Please explain the strange allocation order with something like:

// Allocate in the same order as the underlying VSX/Altivec registers
// placing the Altivec ones first in order to reduce the interference
// with accumulator registers (that are overlaid over the 32 low
// VSX registers). This will reduce the number of copies when loading
// accumulator registers - which is a very common use for paired
// VSX registers.
llvm/test/CodeGen/PowerPC/mma-outer-product.ll
81

Any idea why this sticks around? This and line 85 seem to be dead copies. Similar artifacts appear in other tests.

llvm/test/CodeGen/PowerPC/more-dq-form-prepare.ll
13–32

This shows a side-effect of this change that should be mentioned in the commit message and maybe the code. Namely, if we end up allocating non-volatile registers, the first 12 underlying registers we allocate are 16 bytes rather than 8 bytes (since they're non-volatile Altivec registers rather than FP registers). This increases the size of stack frames for such functions.

This revision is now accepted and ready to land.Jun 24 2021, 7:03 AM
jsji added inline comments.Jun 24 2021, 8:07 AM
llvm/test/CodeGen/PowerPC/more-dq-form-prepare.ll
13–32

Maybe we should provide alternative allocation order if user care about stack frame size ? Or even better if we can detect the usage of ACC or other potential conflicts before choosing this alternative allocation order? But yeah, that can be a FIXME and follow up.

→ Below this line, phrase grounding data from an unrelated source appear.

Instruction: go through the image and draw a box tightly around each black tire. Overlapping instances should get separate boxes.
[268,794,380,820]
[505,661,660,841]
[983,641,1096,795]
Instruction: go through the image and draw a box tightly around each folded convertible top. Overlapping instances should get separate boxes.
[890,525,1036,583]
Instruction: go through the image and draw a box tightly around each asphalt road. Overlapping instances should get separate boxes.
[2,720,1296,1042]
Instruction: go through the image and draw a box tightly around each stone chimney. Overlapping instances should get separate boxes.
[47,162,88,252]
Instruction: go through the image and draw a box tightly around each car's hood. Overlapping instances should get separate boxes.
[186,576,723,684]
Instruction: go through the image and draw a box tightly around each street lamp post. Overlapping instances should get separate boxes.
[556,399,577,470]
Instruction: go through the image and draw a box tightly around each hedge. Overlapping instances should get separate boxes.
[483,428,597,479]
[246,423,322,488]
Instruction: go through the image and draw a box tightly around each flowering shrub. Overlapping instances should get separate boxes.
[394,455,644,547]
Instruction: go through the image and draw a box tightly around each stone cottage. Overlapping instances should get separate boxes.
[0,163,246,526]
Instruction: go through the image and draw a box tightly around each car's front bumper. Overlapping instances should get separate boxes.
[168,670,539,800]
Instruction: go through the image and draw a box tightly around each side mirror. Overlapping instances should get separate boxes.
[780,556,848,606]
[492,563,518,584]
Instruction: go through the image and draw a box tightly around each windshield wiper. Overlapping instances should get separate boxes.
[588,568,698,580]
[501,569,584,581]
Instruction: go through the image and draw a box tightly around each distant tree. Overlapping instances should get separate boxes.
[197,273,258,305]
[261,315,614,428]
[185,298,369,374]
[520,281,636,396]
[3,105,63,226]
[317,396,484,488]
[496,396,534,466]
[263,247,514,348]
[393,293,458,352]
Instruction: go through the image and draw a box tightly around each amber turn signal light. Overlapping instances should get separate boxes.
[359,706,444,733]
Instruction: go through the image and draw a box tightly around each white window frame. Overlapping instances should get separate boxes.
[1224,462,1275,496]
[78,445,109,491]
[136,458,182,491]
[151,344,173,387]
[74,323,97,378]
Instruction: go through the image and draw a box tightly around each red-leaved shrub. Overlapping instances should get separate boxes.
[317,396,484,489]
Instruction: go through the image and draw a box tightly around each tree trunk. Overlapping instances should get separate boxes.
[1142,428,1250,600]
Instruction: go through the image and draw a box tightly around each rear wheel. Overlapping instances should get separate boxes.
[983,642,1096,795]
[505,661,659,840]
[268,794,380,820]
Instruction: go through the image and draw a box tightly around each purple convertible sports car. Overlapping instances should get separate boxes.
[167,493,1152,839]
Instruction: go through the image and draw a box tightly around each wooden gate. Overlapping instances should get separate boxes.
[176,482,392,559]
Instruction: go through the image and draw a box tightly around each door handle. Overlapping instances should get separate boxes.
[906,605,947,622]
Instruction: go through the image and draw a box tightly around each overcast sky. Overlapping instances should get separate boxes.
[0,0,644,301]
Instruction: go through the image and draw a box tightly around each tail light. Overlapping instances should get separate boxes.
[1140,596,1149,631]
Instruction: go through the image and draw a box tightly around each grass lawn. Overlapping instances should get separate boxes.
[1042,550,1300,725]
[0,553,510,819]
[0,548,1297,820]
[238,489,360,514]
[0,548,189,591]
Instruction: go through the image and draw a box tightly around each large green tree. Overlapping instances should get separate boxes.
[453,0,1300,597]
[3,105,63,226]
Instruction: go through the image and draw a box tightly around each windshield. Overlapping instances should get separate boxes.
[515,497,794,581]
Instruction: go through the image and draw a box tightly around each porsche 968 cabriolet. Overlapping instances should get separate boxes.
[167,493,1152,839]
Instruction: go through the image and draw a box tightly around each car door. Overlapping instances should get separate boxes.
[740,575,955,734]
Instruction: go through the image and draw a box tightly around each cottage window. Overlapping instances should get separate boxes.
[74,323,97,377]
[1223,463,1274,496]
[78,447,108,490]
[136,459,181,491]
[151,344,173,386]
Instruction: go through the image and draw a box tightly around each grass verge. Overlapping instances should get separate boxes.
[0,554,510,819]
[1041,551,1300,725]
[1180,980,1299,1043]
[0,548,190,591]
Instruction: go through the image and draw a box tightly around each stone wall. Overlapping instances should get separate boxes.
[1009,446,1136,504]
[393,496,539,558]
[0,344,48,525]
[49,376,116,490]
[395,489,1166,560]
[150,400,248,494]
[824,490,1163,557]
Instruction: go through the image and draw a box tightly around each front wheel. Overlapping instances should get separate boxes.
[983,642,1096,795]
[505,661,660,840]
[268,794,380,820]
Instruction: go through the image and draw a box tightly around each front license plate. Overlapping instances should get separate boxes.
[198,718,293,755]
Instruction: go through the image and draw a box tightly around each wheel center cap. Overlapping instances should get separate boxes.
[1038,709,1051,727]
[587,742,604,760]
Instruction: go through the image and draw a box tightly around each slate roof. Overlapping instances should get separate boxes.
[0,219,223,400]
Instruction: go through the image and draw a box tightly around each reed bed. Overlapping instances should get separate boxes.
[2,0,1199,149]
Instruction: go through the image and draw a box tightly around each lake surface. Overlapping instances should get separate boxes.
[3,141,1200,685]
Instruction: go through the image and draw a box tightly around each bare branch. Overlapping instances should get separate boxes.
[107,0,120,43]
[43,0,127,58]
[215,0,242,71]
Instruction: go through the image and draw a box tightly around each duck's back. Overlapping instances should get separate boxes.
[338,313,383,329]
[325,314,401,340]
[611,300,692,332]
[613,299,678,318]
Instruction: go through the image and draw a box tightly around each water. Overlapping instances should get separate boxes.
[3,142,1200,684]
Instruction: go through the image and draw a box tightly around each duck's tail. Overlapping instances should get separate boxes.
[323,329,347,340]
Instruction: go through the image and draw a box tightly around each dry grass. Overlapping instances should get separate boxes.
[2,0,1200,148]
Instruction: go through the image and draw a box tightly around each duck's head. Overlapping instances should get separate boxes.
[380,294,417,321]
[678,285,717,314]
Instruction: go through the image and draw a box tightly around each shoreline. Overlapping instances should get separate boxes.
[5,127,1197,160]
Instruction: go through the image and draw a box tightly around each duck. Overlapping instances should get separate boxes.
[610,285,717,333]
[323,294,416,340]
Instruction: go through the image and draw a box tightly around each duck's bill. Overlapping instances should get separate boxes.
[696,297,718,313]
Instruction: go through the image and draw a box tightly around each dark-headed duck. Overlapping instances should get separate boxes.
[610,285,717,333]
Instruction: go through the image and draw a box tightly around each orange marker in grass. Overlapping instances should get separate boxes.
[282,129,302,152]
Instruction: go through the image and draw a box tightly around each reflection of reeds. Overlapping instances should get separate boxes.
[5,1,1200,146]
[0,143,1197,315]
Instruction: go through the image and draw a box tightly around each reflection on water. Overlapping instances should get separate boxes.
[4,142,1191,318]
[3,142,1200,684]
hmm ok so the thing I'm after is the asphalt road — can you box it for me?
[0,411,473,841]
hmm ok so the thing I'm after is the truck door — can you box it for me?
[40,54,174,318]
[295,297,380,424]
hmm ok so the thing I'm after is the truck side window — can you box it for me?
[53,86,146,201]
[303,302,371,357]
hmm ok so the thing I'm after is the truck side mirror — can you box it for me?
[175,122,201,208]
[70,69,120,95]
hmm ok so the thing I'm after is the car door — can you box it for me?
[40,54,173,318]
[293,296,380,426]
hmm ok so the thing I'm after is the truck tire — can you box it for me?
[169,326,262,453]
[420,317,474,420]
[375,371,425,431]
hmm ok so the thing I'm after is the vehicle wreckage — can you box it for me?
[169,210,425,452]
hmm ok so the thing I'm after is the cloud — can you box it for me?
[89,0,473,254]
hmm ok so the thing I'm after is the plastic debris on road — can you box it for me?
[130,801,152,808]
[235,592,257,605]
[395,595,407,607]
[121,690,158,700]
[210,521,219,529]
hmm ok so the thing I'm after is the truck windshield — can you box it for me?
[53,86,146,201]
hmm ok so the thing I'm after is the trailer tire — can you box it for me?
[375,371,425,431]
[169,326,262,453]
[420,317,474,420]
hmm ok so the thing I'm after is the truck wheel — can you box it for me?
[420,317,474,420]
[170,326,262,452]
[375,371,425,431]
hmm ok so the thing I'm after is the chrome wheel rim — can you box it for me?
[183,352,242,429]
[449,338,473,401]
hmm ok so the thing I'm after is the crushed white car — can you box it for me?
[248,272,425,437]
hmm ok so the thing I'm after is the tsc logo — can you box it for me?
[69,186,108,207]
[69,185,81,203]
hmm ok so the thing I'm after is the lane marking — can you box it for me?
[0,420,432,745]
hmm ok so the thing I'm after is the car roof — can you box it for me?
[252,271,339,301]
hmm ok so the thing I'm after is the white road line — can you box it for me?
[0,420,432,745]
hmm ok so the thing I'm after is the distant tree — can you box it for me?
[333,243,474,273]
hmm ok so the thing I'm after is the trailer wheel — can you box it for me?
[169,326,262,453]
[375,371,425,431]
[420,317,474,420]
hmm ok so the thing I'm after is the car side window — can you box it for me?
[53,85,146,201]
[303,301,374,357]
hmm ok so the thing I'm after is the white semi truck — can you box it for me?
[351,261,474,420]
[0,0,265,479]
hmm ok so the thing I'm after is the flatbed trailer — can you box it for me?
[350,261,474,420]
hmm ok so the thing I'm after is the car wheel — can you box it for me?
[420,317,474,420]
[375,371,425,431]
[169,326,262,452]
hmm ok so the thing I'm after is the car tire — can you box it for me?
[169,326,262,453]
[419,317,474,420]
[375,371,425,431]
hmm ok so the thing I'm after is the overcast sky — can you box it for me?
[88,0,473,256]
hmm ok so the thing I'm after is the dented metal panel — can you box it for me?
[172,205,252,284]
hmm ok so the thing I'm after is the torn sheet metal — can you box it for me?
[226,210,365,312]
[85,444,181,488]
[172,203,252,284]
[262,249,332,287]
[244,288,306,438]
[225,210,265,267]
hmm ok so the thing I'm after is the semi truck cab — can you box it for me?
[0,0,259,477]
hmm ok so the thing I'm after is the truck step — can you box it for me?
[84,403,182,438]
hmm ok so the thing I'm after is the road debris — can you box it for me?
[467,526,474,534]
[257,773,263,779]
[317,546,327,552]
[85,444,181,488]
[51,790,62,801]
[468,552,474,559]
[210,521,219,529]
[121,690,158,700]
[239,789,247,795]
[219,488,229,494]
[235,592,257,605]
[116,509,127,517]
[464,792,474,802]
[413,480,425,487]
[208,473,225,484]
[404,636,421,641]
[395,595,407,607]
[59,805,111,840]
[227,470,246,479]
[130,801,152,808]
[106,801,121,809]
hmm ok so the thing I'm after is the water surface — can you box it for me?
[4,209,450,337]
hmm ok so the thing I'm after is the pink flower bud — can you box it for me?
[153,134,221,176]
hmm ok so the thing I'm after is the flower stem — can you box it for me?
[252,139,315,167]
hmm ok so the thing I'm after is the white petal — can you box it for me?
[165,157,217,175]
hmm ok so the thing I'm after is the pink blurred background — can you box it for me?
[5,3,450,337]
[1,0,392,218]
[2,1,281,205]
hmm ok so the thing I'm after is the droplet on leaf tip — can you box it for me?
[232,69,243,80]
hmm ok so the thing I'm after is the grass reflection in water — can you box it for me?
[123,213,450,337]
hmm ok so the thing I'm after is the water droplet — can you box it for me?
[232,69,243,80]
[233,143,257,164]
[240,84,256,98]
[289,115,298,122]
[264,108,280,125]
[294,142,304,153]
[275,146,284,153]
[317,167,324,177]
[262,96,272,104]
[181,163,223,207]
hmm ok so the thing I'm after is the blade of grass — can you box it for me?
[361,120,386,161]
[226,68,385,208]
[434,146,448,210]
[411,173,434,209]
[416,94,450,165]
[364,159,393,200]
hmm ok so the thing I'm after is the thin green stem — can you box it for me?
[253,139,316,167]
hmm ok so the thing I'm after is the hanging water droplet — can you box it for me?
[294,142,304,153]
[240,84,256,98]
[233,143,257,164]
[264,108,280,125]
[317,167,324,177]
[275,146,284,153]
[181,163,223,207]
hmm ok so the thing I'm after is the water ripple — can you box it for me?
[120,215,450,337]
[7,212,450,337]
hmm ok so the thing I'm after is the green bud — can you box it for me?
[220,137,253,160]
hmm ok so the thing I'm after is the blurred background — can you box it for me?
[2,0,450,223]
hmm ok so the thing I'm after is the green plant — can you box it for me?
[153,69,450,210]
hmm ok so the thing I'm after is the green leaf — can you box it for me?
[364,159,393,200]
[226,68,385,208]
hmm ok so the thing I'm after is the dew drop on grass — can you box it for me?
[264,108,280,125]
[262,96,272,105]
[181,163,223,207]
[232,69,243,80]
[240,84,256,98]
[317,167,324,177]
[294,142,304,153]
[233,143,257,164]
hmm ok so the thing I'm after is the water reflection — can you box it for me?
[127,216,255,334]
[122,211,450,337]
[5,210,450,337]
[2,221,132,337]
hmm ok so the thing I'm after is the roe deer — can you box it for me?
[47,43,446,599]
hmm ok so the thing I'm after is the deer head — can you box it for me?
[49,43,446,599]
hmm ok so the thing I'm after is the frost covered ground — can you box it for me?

shchenz added inline comments.Jun 24 2021, 7:02 PM
llvm/test/CodeGen/PowerPC/mma-intrinsics.ll
27–31

Why need to copy to v3? I think we can also use v2 for follow 4 xxlor?

llvm/test/CodeGen/PowerPC/mma-outer-product.ll
81

+1, there are some unnecessary vmr after this change. Maybe we need to have a look at why. Before the change, there are no such vector copies.

llvm/test/CodeGen/PowerPC/paired-vector-intrinsics.ll
23–25

unnecessary vmr?

This revision was automatically updated to reflect the committed changes.
qiucf marked an inline comment as done.Jun 27 2021, 10:54 PM
qiucf added inline comments.
llvm/test/CodeGen/PowerPC/mma-intrinsics.ll
27–31

Yes. This extra copy is from below:

undef %5.sub_vsx1:vsrprc = COPY $v2 <--
%0:g8rc_and_g8rc_nox0 = COPY $x3
%5.sub_vsx0:vsrprc = COPY %5.sub_vsx1:vsrprc
%5:vsrprc = KILL_PAIR %5:vsrprc(tied-def 0)
undef %8.sub_pair0:uaccrc = COPY %5:vsrprc
%8.sub_pair1:uaccrc = COPY %5:vsrprc
%11:accrc = BUILD_UACC %8:uaccrc
%11:accrc = XXMTACC %11:accrc(tied-def 0)
%11:accrc = XXMFACC %11:accrc(tied-def 0)

Here the copy cannot be eliminated since we specified that the assigned register is sub_vsx1 (VSX register with odd number). We need to fix how MMA intrinsics are expanded.

llvm/test/CodeGen/PowerPC/mma-outer-product.ll
81

This copy is not due to this patch. It's just scheduled up. pmxvf64gernn acc0, vsp32, v2, 0, 0 used it. But yes, it can be eliminated. I'll follow it up

llvm/test/CodeGen/PowerPC/more-dq-form-prepare.ll
13–32

Yes. Maybe we can provide an option to control it first and then work on to resolve it properly.